When it comes to a serious film such as director Jane Campion’s powerful new story, multiple aspects shine. No arguing the acting, cinematography, controversial story line and overall story arc are well played. The only problem, the final twenty minutes, for lack of a better word, just wander. Rarely do you see a movie that abruptly ends that leaves the audience with the feeling of “there was something else that was supposed to happen, right?”
Two wealthy ranch owning brothers in 1925 from Montana, Phil (Benedict Cumberbatch) and George Burbank (Jesse Plemons), stumble upon a widow and Inn owner named Rose (Kirsten Dunst) during a standard cattle drive. The bitter older brother Phil loves to mock Rose’s young son Peter (Kodi-Smith McPhee) who has a lisp and also displays several ‘feminine’ qualities that do not translate in the world of the old west.
Phil is instantly against his younger brother’s infatuation for this stranger, particularly when Rose uses George’s money to send her son off to college to study medicine.
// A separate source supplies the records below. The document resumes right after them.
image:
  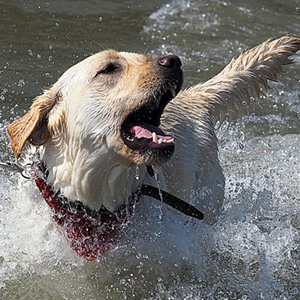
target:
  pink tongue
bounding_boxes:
[130,124,172,140]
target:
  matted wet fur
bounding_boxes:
[8,36,300,222]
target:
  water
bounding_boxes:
[0,0,300,300]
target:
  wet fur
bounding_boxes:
[8,36,300,222]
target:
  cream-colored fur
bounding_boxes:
[8,37,300,222]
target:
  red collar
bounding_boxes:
[35,163,135,261]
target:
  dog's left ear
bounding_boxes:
[7,88,62,158]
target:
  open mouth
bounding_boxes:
[121,83,181,159]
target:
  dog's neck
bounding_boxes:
[40,141,146,212]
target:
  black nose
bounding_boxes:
[158,55,181,68]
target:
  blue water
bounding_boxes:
[0,0,300,300]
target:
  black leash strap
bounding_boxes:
[140,184,204,220]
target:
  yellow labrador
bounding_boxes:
[8,36,300,227]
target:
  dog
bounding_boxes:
[8,36,300,258]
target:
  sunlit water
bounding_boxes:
[0,1,300,300]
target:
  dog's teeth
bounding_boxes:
[170,87,176,98]
[152,132,158,143]
[126,135,134,142]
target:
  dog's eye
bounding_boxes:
[96,64,119,76]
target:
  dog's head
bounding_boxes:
[8,50,183,166]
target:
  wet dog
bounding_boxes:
[8,37,300,237]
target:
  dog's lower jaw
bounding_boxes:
[40,143,146,212]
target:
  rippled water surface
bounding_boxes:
[0,0,300,300]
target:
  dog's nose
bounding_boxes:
[158,55,181,68]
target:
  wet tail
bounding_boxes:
[187,36,300,123]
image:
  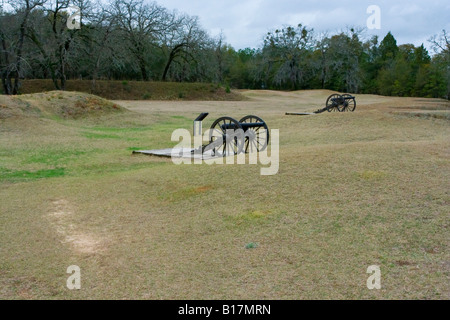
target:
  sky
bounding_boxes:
[158,0,450,50]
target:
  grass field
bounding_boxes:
[0,90,450,299]
[14,79,242,101]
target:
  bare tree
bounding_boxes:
[162,15,209,81]
[0,0,45,94]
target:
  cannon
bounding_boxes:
[324,93,356,113]
[192,113,270,156]
[133,112,269,160]
[286,93,356,116]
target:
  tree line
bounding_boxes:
[0,0,450,99]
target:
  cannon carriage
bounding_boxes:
[193,113,270,156]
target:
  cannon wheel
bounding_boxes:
[326,93,344,112]
[342,93,356,112]
[239,115,270,153]
[209,117,244,156]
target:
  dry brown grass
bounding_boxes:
[0,91,450,299]
[17,80,242,101]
The fast-tracked marriage doesn’t exactly put a good taste in the mouth of a bitter old man. Things with George and Rose continue to escalate, including a post wedding dinner party with the governor where George attempts to showcase Rose’s worth based on her skills playing piano. She is not exactly the next Mozart as Phil pressures her to play because he knows that she will choke. After taking a drink during the party, Rose becomes an alcoholic months before her child comes home from school.
With a new level of ‘TOLD YOU SO!’ confidence, Phil gets back to work on the ranch. He feels free and at that point his closet homosexuality comes out. He masturbates into a handkerchief belonging to his mentor. While staying at the Burbank estate after school, Peter witnesses Phil swimming around with the handkerchief around his neck in the pond. That unexpected experience has the angry Phil becoming more human towards his new nephew. From killing a stray rabbit to sharing stories of finding a father that hung himself, the characters’ relationship grows in a way that makes the drunk mother very uncomfortable. And I will leave the rest of the story for you to discover.
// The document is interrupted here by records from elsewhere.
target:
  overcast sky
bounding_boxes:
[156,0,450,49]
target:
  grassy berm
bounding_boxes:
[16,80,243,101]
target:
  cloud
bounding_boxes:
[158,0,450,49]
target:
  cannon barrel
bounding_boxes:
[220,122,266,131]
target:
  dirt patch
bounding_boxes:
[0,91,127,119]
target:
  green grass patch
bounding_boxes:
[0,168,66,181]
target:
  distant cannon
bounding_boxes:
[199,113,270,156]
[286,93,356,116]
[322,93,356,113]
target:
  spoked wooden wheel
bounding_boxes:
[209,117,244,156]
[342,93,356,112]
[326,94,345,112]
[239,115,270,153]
The biggest problem with “The Power of the Dog” is that there is nothing more to discover from that point. Technically, you’ve got everything asked for when it comes to an Oscar worthy picture. And yet, the last 30-ish minutes truly feel like a race to the finish line as opposed to a triumphant victory or a tragic conclusion. While I strongly disagree with the famous actor Sam Elliot about his public comments that the “The Power of the Dog” is not a ‘REAL WESTERN’ because it has homosexual undertones, it is instead not a classic western because it just fades off into nothing. This film feels very much like those soft-voiced audio tapes you listen to while trying to get to sleep. It starts off great, but do you remember what happened in the end? No, because you were asleep by that point.
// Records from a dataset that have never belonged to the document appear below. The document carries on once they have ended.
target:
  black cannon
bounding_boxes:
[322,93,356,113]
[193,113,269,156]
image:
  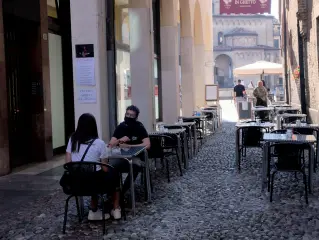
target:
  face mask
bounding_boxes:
[124,117,136,125]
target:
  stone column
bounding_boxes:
[129,0,155,131]
[161,0,180,123]
[181,36,196,116]
[0,0,10,176]
[71,0,110,141]
[180,0,196,116]
[194,44,206,108]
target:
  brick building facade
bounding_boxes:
[279,0,319,123]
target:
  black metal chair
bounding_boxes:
[165,125,191,161]
[255,106,269,122]
[268,142,311,204]
[183,118,204,145]
[148,134,183,182]
[286,126,319,171]
[61,161,126,234]
[237,126,268,171]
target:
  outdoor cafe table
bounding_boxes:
[251,107,274,121]
[262,133,317,193]
[275,106,300,114]
[200,109,219,132]
[108,146,151,216]
[164,122,197,158]
[182,115,207,143]
[236,122,276,169]
[149,128,189,169]
[276,113,307,129]
[283,123,319,169]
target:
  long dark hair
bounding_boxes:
[71,113,99,152]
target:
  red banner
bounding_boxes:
[220,0,271,14]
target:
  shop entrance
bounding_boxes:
[3,13,43,168]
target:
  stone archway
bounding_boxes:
[214,54,234,88]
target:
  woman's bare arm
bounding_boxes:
[65,152,72,163]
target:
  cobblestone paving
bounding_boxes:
[0,102,319,240]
Suck Factor: 3 out of 7 (7 means your movie really SUCKS!)
The SUCK FACTOR! How it works. We have flipped the script on the standard ratings system. If you make a masterpiece such as “The Godfather” you receive a perfect 0 on the SUCK FACTOR scale. If you make horrible nonsense such as a Michael Bay movie you receive a not-so-perfect 7 out of 7. That means you movie really SUCKS!